Con lei abbiamo ripercorso le motivazioni che hanno condotto a uno sciopero che rischia di minare la buona immagine che il colosso statunitense ha costruito negli anni.
TPI ha raccolto la testimonianza di una dipendente che non trovava valide motivazioni per questo sciopero. Quali sono invece i racconti e le opinioni dei lavoratori che allo sciopero hanno aderito?

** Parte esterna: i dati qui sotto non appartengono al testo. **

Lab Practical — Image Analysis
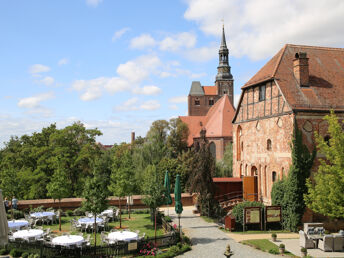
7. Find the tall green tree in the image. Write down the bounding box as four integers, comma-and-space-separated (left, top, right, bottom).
272, 121, 316, 231
47, 159, 70, 231
82, 170, 108, 246
305, 111, 344, 218
216, 143, 233, 177
187, 136, 218, 217
109, 144, 135, 227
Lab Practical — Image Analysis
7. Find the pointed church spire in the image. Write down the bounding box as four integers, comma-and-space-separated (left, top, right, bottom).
216, 25, 233, 80
220, 24, 227, 49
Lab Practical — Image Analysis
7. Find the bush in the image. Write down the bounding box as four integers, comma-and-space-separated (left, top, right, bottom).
0, 248, 9, 255
269, 248, 279, 254
22, 252, 30, 258
232, 201, 264, 226
10, 248, 23, 257
73, 208, 85, 216
66, 210, 74, 217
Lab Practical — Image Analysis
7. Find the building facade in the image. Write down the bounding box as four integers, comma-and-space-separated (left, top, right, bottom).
233, 44, 344, 203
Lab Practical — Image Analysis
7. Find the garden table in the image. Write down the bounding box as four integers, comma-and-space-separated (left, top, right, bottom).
108, 231, 139, 244
51, 235, 84, 246
78, 218, 103, 226
30, 211, 55, 220
13, 229, 43, 240
8, 220, 29, 230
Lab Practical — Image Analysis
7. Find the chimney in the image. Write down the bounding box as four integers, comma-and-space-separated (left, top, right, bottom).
293, 52, 309, 87
131, 132, 135, 144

Questa ragazza ha la fortuna di trovarsi bene all’interno di Amazon. Va tenuto conto che non tutte le posizione lavorative si trovano nelle condizioni che noi oggi denunciamo. Tradizionalmente i livelli impiegatizi non soffrono le condizioni vissute in magazzino. Lo sciopero è soprattutto del personale che è in produzione: dallo scarico dei camion, al prelievo e al confezionamento dei prodotti. Qui ci sono le condizioni peggiori.
Questa situazione non la raccontiamo noi per la prima volta, basta guardare cosa si dice di Amazon in Europa e in giro per il mondo. Siamo in un coordinamento europeo, anche il sindacato americano sostiene che quello di Amazon è un modello di organizzazione del lavoro che danneggia la salute delle persone.
Ci può fare qualche esempio?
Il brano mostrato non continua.